The role of DCUSU Welfare Officer faired tougher and busier than anticipated, Domhnaill Harkin, the outgoing Welfare Officer told The College View.
Harkin admitted that he was a little bit naive entering the role of Welfare Officer, “it’s a lot of process to go through and change takes a lot of time,” he said, “you just have to do the best you can in your one year here”.
Harkin struggled to pin down one highlight, but he said that two students approached him regarding unfair fines from student accommodation and favoured this because he believed he had made a difference.
“I studied law so I researched it,” Harkin said. “We came back with a huge counter-argument and they got the fine reduced so much”.

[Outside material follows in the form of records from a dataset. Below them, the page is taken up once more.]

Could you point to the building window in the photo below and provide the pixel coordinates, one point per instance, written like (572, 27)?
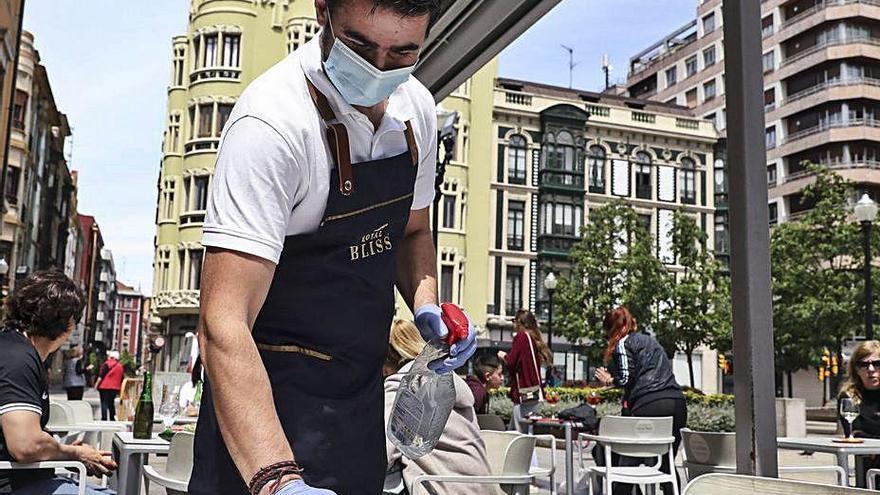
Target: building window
(516, 160)
(769, 62)
(709, 90)
(446, 277)
(178, 65)
(671, 76)
(167, 204)
(516, 212)
(709, 23)
(643, 175)
(597, 169)
(691, 97)
(691, 66)
(513, 300)
(709, 56)
(448, 211)
(19, 109)
(770, 137)
(299, 32)
(12, 177)
(688, 181)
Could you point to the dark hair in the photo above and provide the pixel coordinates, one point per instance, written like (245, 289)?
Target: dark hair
(526, 320)
(486, 364)
(406, 8)
(618, 324)
(43, 304)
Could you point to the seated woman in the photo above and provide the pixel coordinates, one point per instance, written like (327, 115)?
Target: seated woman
(460, 450)
(41, 315)
(863, 386)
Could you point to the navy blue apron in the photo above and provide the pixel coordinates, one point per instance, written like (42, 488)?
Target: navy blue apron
(323, 330)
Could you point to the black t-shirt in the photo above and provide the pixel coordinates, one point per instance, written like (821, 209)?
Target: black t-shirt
(23, 387)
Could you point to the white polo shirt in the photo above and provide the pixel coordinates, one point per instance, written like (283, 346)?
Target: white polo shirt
(272, 176)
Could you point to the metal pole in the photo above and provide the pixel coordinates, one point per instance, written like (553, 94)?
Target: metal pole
(750, 241)
(550, 323)
(869, 286)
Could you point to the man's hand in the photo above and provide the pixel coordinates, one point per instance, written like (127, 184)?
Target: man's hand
(604, 376)
(430, 325)
(97, 463)
(299, 487)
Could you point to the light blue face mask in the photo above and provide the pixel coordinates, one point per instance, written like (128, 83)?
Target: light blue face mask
(358, 81)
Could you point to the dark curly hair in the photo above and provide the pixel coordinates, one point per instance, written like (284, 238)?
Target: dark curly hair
(43, 304)
(406, 8)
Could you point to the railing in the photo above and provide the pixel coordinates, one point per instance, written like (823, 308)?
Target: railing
(598, 111)
(227, 73)
(828, 44)
(822, 6)
(645, 118)
(870, 81)
(830, 125)
(869, 164)
(201, 144)
(518, 98)
(687, 123)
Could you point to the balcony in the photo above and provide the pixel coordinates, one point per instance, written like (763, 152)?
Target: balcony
(225, 74)
(557, 246)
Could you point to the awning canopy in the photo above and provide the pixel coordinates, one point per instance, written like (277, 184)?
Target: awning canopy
(469, 34)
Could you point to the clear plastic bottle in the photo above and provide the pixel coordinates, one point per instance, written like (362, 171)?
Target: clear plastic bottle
(425, 398)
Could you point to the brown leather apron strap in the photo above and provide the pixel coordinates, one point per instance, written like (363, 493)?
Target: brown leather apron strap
(337, 137)
(411, 143)
(295, 349)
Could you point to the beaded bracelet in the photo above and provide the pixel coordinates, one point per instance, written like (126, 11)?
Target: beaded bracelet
(271, 472)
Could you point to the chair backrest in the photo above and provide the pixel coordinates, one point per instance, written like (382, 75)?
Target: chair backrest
(631, 429)
(60, 413)
(82, 411)
(491, 422)
(734, 484)
(180, 456)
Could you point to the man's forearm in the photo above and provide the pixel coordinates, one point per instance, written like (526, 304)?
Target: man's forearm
(242, 398)
(417, 270)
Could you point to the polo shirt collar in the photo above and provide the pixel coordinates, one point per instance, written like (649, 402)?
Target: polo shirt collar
(399, 108)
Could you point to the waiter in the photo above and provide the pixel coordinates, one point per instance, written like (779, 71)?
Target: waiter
(319, 206)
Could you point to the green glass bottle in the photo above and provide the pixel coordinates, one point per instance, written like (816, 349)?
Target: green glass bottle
(143, 416)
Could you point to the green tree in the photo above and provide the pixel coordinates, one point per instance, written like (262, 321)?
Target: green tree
(816, 267)
(613, 264)
(697, 311)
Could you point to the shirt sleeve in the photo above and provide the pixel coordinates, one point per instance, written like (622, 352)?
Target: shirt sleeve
(20, 385)
(424, 189)
(255, 186)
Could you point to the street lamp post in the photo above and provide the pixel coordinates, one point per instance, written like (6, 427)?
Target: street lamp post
(550, 284)
(866, 211)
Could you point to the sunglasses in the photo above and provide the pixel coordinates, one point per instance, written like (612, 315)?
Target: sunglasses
(863, 365)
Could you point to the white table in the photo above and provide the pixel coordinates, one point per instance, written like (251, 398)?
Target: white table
(131, 454)
(825, 444)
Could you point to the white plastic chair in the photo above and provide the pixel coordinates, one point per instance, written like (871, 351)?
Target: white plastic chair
(175, 478)
(509, 456)
(734, 484)
(710, 452)
(634, 437)
(80, 468)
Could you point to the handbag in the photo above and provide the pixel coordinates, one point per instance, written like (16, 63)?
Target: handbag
(533, 393)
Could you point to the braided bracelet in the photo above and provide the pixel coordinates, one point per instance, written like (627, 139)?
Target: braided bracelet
(272, 472)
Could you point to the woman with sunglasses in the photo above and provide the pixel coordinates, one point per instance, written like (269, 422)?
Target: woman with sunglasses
(863, 386)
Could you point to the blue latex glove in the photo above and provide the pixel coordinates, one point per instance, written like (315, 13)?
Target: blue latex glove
(430, 325)
(299, 487)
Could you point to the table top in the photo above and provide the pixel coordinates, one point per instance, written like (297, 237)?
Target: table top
(125, 439)
(826, 444)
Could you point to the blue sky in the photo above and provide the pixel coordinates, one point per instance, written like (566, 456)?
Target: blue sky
(109, 64)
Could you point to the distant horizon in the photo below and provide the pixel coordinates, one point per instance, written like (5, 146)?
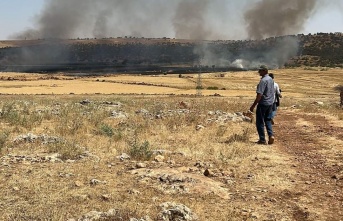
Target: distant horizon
(167, 38)
(17, 16)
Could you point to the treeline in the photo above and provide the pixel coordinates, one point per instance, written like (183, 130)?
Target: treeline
(321, 49)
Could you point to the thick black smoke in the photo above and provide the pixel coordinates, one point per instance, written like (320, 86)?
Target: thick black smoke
(182, 19)
(269, 18)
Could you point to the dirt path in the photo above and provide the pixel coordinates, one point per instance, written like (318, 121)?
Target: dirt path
(315, 144)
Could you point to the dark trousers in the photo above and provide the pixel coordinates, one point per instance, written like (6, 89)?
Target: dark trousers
(263, 119)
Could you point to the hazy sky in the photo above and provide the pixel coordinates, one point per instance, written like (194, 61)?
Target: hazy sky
(19, 15)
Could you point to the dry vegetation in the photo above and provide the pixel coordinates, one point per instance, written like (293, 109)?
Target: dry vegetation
(61, 136)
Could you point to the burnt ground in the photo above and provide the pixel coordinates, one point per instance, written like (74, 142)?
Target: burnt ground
(318, 192)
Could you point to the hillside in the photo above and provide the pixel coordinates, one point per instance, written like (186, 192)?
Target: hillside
(164, 55)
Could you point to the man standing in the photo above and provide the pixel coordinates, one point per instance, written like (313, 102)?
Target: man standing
(277, 98)
(264, 101)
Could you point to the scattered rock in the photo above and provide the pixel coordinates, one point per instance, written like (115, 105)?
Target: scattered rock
(140, 165)
(119, 114)
(95, 215)
(123, 156)
(78, 183)
(159, 158)
(106, 197)
(96, 182)
(176, 212)
(338, 176)
(134, 192)
(85, 102)
(199, 127)
(209, 173)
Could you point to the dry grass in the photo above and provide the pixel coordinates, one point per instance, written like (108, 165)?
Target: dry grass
(62, 190)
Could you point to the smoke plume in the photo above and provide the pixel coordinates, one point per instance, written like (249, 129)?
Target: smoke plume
(182, 19)
(277, 17)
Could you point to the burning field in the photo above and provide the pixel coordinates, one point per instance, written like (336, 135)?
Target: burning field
(134, 147)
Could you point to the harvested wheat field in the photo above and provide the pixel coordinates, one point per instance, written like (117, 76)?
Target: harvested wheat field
(136, 147)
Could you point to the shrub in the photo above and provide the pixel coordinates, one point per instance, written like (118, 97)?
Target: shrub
(67, 150)
(244, 137)
(140, 151)
(106, 130)
(212, 88)
(3, 139)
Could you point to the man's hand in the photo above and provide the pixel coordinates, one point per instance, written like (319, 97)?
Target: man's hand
(258, 98)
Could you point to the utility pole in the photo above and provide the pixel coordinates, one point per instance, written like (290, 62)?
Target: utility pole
(199, 82)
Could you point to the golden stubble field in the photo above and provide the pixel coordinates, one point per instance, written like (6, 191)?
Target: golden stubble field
(63, 140)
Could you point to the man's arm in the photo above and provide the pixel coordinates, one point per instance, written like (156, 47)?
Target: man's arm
(257, 99)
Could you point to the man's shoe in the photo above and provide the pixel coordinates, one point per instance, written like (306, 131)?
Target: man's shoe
(271, 140)
(261, 142)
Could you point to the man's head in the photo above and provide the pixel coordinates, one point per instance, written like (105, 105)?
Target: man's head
(263, 70)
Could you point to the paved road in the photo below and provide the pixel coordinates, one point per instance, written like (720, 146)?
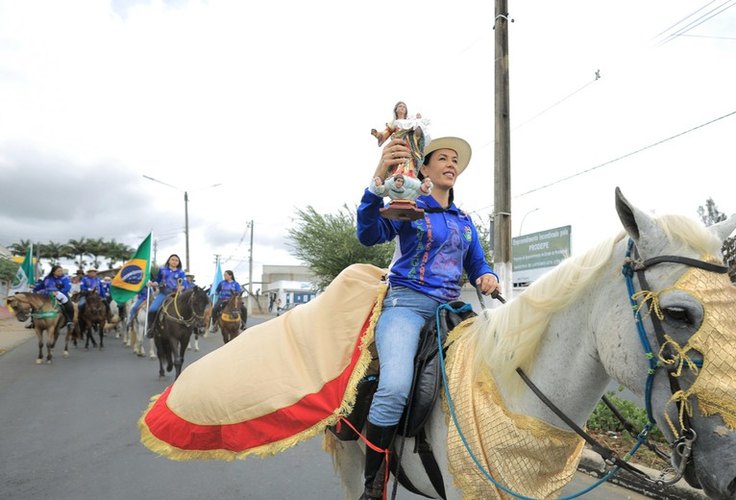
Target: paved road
(69, 433)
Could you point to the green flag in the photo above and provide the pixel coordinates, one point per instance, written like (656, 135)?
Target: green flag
(24, 276)
(133, 276)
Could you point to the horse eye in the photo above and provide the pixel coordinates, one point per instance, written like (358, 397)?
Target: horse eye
(678, 314)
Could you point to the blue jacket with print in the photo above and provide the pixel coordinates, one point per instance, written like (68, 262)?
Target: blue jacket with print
(431, 252)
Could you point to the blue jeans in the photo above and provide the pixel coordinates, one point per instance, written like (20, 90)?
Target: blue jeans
(397, 340)
(136, 306)
(157, 301)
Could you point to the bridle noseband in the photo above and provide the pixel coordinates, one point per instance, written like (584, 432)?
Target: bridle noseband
(683, 443)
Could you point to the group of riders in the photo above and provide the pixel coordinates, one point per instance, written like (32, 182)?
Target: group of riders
(169, 279)
(65, 290)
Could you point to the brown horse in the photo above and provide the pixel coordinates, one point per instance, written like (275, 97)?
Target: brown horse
(92, 316)
(230, 319)
(180, 314)
(46, 318)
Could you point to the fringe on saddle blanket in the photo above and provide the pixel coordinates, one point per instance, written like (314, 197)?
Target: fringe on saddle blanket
(276, 385)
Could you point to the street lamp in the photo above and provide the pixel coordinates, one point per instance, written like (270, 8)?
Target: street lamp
(524, 218)
(186, 213)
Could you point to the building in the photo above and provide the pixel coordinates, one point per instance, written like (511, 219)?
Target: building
(286, 285)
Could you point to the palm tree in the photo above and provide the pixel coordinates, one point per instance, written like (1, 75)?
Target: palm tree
(79, 248)
(21, 247)
(55, 251)
(117, 252)
(96, 248)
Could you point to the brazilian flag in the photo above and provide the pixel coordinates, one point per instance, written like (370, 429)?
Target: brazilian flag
(133, 276)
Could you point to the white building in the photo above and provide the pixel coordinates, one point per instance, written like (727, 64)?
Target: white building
(286, 285)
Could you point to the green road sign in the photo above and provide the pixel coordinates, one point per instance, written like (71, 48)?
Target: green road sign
(538, 250)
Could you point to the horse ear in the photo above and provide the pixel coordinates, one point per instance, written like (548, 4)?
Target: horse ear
(724, 228)
(641, 227)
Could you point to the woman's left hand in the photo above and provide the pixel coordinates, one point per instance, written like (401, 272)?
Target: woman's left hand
(488, 284)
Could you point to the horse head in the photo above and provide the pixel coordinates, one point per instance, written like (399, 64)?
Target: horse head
(200, 300)
(19, 306)
(652, 308)
(691, 320)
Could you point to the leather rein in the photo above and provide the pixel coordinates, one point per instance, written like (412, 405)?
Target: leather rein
(684, 442)
(188, 322)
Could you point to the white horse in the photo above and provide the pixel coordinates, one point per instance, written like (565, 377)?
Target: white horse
(572, 332)
(136, 335)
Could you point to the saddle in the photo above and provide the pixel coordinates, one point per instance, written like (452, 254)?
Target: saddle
(427, 379)
(425, 390)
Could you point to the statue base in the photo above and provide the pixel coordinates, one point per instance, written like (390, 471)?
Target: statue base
(404, 210)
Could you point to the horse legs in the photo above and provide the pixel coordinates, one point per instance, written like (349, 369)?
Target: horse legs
(39, 337)
(161, 351)
(179, 355)
(101, 330)
(67, 337)
(349, 461)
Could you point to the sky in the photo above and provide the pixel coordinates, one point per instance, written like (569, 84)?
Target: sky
(259, 109)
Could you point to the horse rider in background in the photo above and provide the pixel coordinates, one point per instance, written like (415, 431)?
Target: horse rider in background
(170, 278)
(90, 283)
(107, 295)
(139, 301)
(58, 285)
(225, 290)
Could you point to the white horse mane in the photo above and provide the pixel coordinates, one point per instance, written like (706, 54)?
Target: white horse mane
(508, 337)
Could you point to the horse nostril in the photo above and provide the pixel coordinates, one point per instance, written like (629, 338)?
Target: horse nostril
(732, 488)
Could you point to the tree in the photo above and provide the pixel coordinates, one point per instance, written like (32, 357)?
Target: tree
(8, 268)
(327, 244)
(95, 249)
(20, 248)
(79, 248)
(711, 215)
(54, 251)
(117, 252)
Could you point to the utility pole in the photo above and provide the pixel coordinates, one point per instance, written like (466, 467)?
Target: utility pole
(250, 268)
(186, 227)
(502, 161)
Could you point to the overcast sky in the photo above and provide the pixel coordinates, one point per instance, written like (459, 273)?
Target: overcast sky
(275, 102)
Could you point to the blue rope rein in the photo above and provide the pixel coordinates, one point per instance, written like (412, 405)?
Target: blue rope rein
(451, 407)
(628, 272)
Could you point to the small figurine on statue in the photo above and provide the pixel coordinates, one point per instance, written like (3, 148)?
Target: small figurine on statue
(401, 183)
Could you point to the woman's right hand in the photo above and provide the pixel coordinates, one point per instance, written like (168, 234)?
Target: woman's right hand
(395, 153)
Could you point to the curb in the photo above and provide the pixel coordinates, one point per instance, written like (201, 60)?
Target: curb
(591, 463)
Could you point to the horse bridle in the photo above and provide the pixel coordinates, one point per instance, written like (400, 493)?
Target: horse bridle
(684, 441)
(179, 318)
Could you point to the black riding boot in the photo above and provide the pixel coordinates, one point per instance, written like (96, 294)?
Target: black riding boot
(68, 312)
(243, 316)
(374, 460)
(151, 319)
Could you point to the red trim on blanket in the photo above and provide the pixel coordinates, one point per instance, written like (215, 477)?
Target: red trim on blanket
(278, 425)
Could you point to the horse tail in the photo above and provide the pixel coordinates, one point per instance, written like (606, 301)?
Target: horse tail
(168, 354)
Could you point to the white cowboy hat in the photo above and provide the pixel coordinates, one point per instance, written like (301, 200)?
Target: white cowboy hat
(460, 146)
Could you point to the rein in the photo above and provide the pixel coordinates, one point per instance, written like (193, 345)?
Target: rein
(188, 322)
(684, 441)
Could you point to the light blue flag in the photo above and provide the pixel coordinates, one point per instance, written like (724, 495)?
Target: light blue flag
(215, 282)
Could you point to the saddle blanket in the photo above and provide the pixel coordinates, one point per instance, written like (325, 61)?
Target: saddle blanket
(276, 385)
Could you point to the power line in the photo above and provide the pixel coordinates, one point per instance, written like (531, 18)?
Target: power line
(698, 21)
(614, 160)
(597, 77)
(596, 167)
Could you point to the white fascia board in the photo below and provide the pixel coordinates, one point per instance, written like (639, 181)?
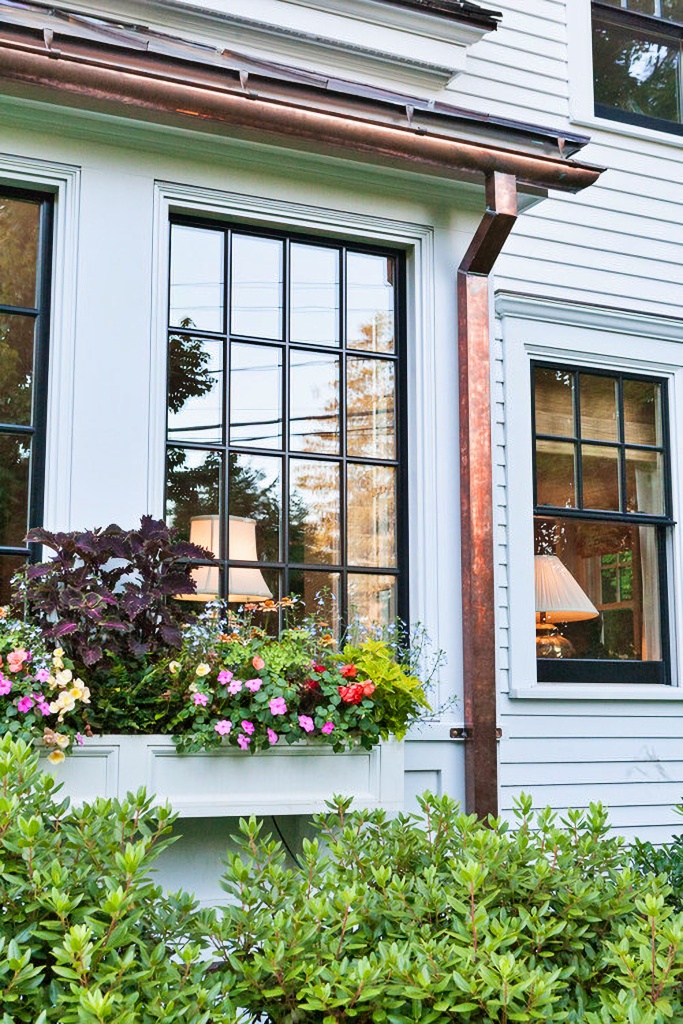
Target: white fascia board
(372, 41)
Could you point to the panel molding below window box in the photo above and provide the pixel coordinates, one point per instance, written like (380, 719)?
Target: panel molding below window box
(296, 779)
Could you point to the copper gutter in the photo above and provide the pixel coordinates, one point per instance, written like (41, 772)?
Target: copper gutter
(141, 85)
(476, 495)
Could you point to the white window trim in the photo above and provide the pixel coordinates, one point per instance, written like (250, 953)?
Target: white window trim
(583, 336)
(582, 109)
(418, 243)
(63, 181)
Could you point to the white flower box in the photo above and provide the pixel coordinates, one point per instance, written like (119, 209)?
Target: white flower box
(295, 779)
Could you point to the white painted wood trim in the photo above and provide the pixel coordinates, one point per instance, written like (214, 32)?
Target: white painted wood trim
(588, 336)
(225, 782)
(62, 180)
(418, 243)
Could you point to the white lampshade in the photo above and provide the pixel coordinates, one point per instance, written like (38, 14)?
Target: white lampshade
(243, 584)
(558, 596)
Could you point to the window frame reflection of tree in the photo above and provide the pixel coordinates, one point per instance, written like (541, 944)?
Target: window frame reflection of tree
(580, 534)
(29, 436)
(653, 101)
(291, 547)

Harkin’s manifesto stated that he wanted to introduce an appeals system to campus residence fines.
The appeals system was not implemented this year. Harkin approached campus residence about the matter but he claimed “the appetite for that just wasn’t there”.
“Once the people in charge aren’t up for it, you can’t really push for it,” he said.
STI screening days were run throughout the year, as Harkin’s manifesto stated he would do. €6000 has been put into the screening days and 1300 people have been tested. Another €3000 will be put into the fund this week, according to Harkin.
“It’s expensive to do, it’s where nearly all my budget went to, but I think it’s a worthwhile project to do,” he said.
When asked if there was anything he would have done differently as Welfare Officer, Harkin stated that he wouldn’t be so headstrong.
“I can go in with all guns blazing sometimes, it’s something I need to address,” Harkin said, “You need to be cool and collected, that’s something I failed in during my early days, but I think I’m better at it now.”